Data Format¶
VLA Foundry stores training data as WebDataset tar shards indexed by a manifest.jsonl file. This format enables high-throughput streaming from local disk or S3, efficient shuffling at the shard level, and straightforward dataset mixing.
Directory Layout¶
A prepared dataset follows this structure:
my_dataset/
shards/
shard-000000.tar
shard-000001.tar
shard-000002.tar
...
shard-000099.tar
manifest.jsonl
shards/-- A directory of tar files. Each tar file contains one or more training samples.manifest.jsonl-- A line-delimited JSON file that indexes the shards.
S3 hosting (recommended)
Hosting datasets on S3 is the recommended approach for multi-node training. The WebDataset library streams shards directly from S3 via pipe, so no local copy is needed. The manifest itself is fetched once at the start of each checkpoint window.
Manifest Format¶
manifest.jsonl contains one JSON object per line. Each object describes a single shard.

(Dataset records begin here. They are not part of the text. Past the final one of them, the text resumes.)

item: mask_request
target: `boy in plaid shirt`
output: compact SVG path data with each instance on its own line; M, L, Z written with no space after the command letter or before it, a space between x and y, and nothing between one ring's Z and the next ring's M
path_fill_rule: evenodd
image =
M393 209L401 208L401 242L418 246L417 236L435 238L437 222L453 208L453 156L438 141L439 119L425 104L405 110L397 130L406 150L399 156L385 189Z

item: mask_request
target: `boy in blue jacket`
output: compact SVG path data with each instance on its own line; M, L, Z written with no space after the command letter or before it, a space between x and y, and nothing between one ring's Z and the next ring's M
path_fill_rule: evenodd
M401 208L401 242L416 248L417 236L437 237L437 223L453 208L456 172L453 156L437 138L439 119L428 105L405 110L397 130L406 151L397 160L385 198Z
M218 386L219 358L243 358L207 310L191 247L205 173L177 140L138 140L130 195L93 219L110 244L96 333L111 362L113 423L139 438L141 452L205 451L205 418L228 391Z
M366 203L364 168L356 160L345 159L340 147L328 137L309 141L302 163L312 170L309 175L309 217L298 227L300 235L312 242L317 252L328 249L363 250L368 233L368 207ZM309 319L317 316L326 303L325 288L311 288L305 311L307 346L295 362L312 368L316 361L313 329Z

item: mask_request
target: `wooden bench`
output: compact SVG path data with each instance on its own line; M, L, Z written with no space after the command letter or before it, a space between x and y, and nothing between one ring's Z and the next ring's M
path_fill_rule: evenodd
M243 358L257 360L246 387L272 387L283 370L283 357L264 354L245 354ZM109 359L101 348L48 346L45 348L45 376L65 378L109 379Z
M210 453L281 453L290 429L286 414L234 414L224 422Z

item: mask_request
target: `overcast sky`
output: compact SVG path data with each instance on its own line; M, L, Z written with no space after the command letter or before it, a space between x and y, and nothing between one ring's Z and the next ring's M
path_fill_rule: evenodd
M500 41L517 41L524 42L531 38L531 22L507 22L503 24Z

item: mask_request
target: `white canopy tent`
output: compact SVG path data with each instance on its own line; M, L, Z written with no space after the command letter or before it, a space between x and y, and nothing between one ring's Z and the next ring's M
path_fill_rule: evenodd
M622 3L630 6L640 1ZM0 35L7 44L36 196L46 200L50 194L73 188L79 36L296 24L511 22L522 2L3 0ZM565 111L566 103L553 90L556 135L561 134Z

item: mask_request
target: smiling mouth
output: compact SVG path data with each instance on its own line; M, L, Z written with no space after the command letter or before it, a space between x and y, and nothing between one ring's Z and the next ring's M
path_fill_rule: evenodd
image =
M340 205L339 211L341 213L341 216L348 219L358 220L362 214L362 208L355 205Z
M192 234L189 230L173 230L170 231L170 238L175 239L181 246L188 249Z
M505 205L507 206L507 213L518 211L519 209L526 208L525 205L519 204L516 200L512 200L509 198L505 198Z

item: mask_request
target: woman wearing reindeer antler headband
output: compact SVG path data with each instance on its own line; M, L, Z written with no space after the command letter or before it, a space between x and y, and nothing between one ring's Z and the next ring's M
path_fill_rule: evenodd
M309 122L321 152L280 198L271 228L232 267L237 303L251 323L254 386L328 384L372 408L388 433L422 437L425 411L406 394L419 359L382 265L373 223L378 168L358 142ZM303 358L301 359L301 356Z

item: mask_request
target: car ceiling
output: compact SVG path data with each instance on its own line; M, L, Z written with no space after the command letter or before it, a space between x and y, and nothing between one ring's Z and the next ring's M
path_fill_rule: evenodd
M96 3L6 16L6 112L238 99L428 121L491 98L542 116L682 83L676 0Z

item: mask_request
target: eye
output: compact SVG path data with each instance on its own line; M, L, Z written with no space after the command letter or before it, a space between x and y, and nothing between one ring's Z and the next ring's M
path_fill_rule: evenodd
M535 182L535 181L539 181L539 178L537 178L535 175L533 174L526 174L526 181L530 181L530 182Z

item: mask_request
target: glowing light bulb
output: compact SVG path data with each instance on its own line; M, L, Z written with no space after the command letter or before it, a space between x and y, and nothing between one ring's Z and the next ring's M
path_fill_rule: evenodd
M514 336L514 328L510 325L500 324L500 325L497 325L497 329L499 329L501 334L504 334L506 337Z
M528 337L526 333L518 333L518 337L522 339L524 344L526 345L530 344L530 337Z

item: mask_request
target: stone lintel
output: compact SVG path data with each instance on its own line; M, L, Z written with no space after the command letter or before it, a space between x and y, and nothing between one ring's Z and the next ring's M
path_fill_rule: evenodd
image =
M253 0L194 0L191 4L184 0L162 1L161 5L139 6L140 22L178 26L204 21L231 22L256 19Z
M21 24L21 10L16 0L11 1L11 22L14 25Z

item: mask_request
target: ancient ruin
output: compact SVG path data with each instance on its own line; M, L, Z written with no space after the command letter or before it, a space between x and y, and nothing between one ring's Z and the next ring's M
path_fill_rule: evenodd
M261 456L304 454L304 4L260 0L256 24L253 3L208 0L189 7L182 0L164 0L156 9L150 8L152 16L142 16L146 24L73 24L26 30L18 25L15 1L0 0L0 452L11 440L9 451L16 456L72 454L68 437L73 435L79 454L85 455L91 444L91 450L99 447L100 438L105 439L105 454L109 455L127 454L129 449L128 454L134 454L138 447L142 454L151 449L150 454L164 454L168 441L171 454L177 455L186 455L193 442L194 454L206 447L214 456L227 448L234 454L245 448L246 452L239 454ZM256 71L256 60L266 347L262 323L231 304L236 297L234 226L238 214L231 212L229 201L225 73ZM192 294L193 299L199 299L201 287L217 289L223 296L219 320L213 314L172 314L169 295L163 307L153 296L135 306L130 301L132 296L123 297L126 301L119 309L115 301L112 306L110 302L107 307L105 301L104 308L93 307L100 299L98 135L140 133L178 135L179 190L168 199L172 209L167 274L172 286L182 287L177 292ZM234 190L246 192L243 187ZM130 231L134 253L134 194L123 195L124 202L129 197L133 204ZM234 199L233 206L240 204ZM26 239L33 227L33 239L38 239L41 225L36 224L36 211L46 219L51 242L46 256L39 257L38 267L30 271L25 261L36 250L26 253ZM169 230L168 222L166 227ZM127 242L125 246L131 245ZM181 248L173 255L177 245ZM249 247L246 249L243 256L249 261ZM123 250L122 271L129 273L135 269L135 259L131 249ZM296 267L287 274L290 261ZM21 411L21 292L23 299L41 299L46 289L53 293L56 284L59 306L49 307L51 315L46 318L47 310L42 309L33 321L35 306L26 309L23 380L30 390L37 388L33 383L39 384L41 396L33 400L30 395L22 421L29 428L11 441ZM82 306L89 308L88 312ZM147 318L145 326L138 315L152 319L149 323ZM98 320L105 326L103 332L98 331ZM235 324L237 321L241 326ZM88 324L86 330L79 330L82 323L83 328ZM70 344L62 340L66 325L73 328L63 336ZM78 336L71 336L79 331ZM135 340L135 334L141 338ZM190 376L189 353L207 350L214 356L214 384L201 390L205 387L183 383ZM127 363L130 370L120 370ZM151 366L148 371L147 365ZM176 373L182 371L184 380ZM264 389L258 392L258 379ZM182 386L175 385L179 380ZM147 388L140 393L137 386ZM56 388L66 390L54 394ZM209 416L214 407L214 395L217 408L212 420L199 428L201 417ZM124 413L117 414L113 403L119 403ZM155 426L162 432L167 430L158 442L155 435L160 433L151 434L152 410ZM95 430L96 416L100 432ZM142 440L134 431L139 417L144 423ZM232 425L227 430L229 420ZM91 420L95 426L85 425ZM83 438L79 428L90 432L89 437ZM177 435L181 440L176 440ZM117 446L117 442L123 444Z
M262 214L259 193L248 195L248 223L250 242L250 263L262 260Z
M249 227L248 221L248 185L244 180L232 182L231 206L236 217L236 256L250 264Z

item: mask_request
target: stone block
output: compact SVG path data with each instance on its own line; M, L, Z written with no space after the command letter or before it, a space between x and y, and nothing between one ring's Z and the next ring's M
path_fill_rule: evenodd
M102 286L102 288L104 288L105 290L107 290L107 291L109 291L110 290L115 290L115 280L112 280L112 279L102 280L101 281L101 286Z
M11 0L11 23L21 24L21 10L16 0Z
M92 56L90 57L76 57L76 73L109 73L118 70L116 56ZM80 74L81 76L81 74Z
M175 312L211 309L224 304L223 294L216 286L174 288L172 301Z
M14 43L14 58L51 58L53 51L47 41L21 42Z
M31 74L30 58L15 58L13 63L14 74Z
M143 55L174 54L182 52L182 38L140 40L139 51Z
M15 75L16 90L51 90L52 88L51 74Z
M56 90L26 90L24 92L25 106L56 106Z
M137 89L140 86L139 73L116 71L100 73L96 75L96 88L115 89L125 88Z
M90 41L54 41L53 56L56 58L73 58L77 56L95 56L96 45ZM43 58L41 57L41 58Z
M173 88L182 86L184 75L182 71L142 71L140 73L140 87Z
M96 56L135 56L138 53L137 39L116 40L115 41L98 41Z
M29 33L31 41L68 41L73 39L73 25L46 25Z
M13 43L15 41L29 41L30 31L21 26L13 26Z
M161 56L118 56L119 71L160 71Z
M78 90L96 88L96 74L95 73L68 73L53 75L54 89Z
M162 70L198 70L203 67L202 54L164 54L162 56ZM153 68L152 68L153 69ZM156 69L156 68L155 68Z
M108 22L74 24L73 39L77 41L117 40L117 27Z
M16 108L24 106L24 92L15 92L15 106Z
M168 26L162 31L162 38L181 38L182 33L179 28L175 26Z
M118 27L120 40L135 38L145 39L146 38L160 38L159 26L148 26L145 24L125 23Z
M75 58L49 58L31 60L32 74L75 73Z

{"shard": "shards/shard-000000.tar", "num_sequences": 512}
{"shard": "shards/shard-000001.tar", "num_sequences": 512}
{"shard": "shards/shard-000002.tar", "num_sequences": 497}
| Field | Type | Description |
|---|---|---|
shard | string | Relative path from the manifest to the tar file |
num_sequences | int | Number of training samples (sequences) in this shard |
The num_sequences counts are used by the dataloader to calculate how many shards to select for a given sample budget, and to set the correct epoch length for the WebLoader.
Note
The shard path in the manifest is relative to the directory containing manifest.jsonl. When the dataset is hosted on S3, the dataloader resolves the full URI automatically by joining the manifest's base path with the relative shard path.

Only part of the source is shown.